The rate of convergence of Bregman proximal methods: Local geometry vs. regularity vs. sharpness

TL;DR

This paper analyzes the convergence rates of Bregman proximal methods, revealing how local geometry and regularity influence linear or sublinear convergence, especially near boundary solutions and in constrained problems.

Contribution

It establishes a sharp relationship between the Legendre exponent of the Bregman function and the convergence rate of various proximal methods, highlighting a regime separation based on solution boundary behavior.

Findings

Boundary solutions with zero Legendre exponent converge linearly.

Non-zero Legendre exponent solutions generally converge sublinearly.
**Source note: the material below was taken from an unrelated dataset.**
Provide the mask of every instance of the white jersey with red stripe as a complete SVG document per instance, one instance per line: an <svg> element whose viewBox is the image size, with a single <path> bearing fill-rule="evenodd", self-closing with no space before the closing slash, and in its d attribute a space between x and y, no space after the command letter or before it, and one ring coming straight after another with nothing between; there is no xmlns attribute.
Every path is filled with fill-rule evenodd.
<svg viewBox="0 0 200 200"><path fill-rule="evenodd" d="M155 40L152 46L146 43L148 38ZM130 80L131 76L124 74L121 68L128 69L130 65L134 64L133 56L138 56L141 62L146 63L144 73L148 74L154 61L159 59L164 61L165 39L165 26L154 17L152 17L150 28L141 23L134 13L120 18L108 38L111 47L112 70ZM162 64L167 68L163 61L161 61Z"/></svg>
Entropic regularization achieves linear convergence along sharp directions.

Abstract

We examine the last-iterate convergence rate of Bregman proximal methods - from mirror descent to mirror-prox and its optimistic variants - as a function of the local geometry induced by the prox-mapping defining the method. For generality, we focus on local solutions of constrained, non-monotone variational inequalities, and we show that the convergence rate of a given method depends sharply on its associated Legendre exponent, a notion that measures the growth rate of the underlying Bregman function (Euclidean, entropic, or other) near a solution. In particular, we show that boundary solutions exhibit a stark separation of regimes between methods with a zero and non-zero Legendre exponent: the former converge at a linear rate, while the latter converge, in general, sublinearly. This dichotomy becomes even more pronounced in linearly constrained problems where methods with entropic regularization achieve a linear convergence rate along sharp directions, compared to convergence in a finite number of steps under Euclidean regularization.